Mesmo arrastado em alguns momentos e com o caso amoroso que não funciona bem (Peckinpah
não tinha talento para romances), “A Morte Não Manda Aviso” é agradável de se
ver. Jason Robards está formidável, David Warner como o libidinoso pregador faz
rir bastante, assim como o ótimo Strother Martin. A sensual Stella Stevens nunca
esteve mais linda e desejável. 7/10
terça-feira, 4 de julho de 2017
INFÂMIA (The Chldren's Hour), 1961
25 anos após a primeira
versão para o cinema da peça de Lillian Hellman, o mesmo William Wyler entendeu
que poderia ser mais fiel ao texto original do que o fora no filme de 1936. A
censura havia abrandado um pouco, mas palavras como lesbianismo ainda não
podiam ser pronunciadas num filme norte-americano. O impecável texto de Lillian
Hellman conta a história de duas professoras que são vítimas de uma mentira divulgada
por uma aluna de 12 anos dizendo serem as duas mestras amantes. O rumor se
espalha rapidamente e a sociedade local se volta contra elas destruindo suas
vidas. Hellman, dissimuladamente, sempre afirmou que o que pretendia era
mostrar o poder devastador de uma calúnia, mas o tema crucial é o do
relacionamento ‘não natural’ entre as moças, como chamado no filme. Ou ‘reconhecimento
sexual recíproco pecaminoso’ como define a sentença judicial que puniu as
professoras. Wyler realizou um filme tão intenso quanto soturno preservando a
qualidade do texto original de Lillian Hellman, errando, porém, na escolha dos
papéis que deviam ser trocados com Audrey Hepburn como a professora que
confessa sua tendência homossexual. Deu oportunidade, no entanto para uma
excepcional interpretação de Shirley MacLaine. Intragável a menina malévola
interpretada por Karen Balkin. 9/10
domingo, 2 de julho de 2017
INFÂMIA (These Three), 1936
A primeira peça de Lillian
Hellman foi “The Children’s Hour”, peça que fez enorme sucesso na Broadway e
provocou controvérsia por tocar no tema do lesbianismo. Levado ao cinema o
texto de Hellman foi devidamente pasteurizado mudando até mesmo o título que
passou a ser “These Three”. Desapareceu no filme dirigido por William Wyler a
relação amorosa entre as duas amigas professoras para ser criado um triângulo ‘normal’

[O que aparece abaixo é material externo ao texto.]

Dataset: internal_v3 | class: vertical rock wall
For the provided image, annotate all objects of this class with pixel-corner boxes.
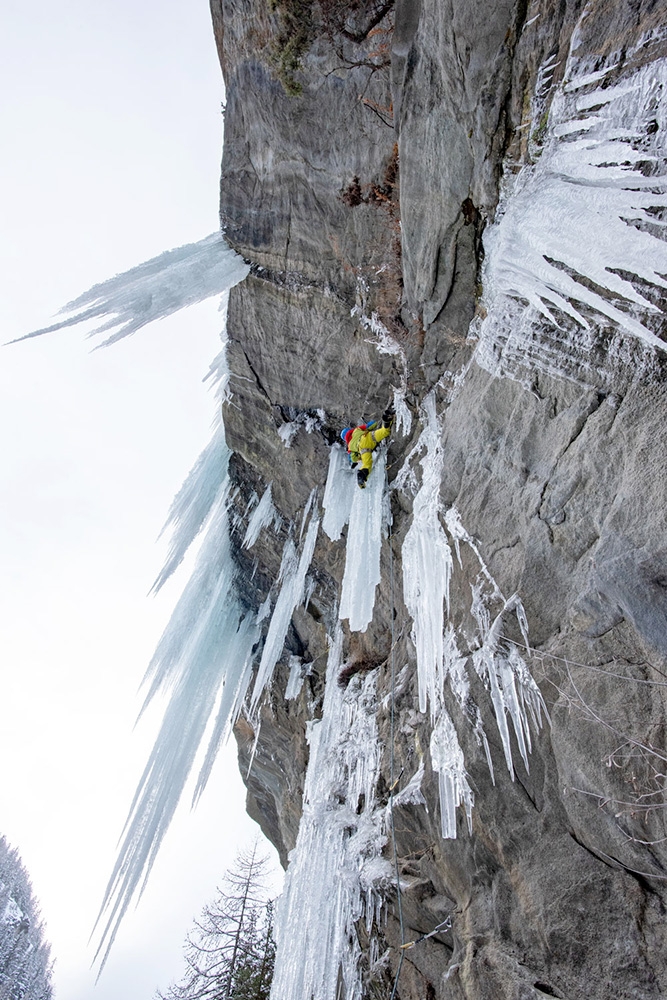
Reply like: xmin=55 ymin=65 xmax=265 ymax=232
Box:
xmin=212 ymin=0 xmax=667 ymax=1000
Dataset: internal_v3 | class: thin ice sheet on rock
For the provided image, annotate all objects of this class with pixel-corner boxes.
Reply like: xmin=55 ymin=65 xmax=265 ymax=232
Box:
xmin=243 ymin=483 xmax=279 ymax=549
xmin=476 ymin=47 xmax=667 ymax=377
xmin=19 ymin=232 xmax=250 ymax=346
xmin=322 ymin=444 xmax=357 ymax=542
xmin=271 ymin=628 xmax=391 ymax=1000
xmin=250 ymin=494 xmax=320 ymax=712
xmin=339 ymin=446 xmax=387 ymax=632
xmin=401 ymin=394 xmax=452 ymax=721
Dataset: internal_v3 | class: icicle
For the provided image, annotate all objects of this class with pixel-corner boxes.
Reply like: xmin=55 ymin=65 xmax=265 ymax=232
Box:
xmin=271 ymin=628 xmax=392 ymax=1000
xmin=243 ymin=483 xmax=280 ymax=549
xmin=13 ymin=233 xmax=250 ymax=346
xmin=97 ymin=497 xmax=256 ymax=965
xmin=322 ymin=444 xmax=358 ymax=542
xmin=431 ymin=708 xmax=475 ymax=840
xmin=278 ymin=420 xmax=299 ymax=448
xmin=387 ymin=757 xmax=428 ymax=812
xmin=339 ymin=454 xmax=387 ymax=632
xmin=393 ymin=389 xmax=412 ymax=437
xmin=250 ymin=500 xmax=320 ymax=714
xmin=285 ymin=656 xmax=306 ymax=701
xmin=472 ymin=589 xmax=548 ymax=781
xmin=476 ymin=50 xmax=667 ymax=386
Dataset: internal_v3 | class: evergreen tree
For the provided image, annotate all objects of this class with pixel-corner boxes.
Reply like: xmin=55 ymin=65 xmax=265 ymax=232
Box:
xmin=156 ymin=844 xmax=275 ymax=1000
xmin=0 ymin=837 xmax=53 ymax=1000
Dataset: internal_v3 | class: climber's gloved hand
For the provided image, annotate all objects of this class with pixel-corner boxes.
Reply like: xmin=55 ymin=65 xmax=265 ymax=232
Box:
xmin=382 ymin=406 xmax=395 ymax=427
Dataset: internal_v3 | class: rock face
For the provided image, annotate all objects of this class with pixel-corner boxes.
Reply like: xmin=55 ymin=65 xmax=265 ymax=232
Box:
xmin=212 ymin=0 xmax=667 ymax=1000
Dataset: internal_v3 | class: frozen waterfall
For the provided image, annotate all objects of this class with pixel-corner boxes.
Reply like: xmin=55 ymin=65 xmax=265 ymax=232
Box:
xmin=339 ymin=445 xmax=387 ymax=632
xmin=271 ymin=627 xmax=392 ymax=1000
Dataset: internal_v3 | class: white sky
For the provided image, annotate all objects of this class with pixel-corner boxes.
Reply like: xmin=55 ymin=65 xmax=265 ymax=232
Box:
xmin=0 ymin=0 xmax=276 ymax=1000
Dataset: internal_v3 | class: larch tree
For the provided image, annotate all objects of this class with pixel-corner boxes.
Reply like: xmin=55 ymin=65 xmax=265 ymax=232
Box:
xmin=0 ymin=837 xmax=53 ymax=1000
xmin=155 ymin=844 xmax=275 ymax=1000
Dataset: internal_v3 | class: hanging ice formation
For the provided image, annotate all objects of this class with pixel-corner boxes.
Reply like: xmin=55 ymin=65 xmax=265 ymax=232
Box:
xmin=250 ymin=490 xmax=320 ymax=712
xmin=243 ymin=483 xmax=280 ymax=549
xmin=28 ymin=233 xmax=268 ymax=966
xmin=400 ymin=395 xmax=546 ymax=838
xmin=339 ymin=445 xmax=387 ymax=632
xmin=271 ymin=627 xmax=392 ymax=1000
xmin=11 ymin=233 xmax=250 ymax=347
xmin=476 ymin=32 xmax=667 ymax=380
xmin=322 ymin=444 xmax=360 ymax=542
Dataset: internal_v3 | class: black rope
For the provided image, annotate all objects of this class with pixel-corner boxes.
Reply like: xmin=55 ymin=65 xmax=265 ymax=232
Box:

com a participação do Dr. Cardin (Joel McCrea). A trama de “Infâmia” gira em
torno de uma mentira inventada por uma menina diabolicamente maledicente que acaba
por destruir a reputação das professoras, não o suficiente para que o drama não
tenha um final feliz, como o Código Hays impunha. Wyler era um admirável contador
de histórias e mesmo sem abordar diretamente o fulcro do texto realizou um bom
filme. Atrevidamente permaneceu uma frase que a censura deixou passar, quando
McCrea diz: “Vamos recomeçar outra vez... Nós três juntos.” E ficou a ambígua
resignação da personagem de Miriam Hopkins que pode ser entendida também como
prova de amor. Bonita Granville, aos 13 anos de idade rouba o filme dos atores
adultos e Wyler insatisfeito com o resultado decidiu refilmá-lo 25 anos depois.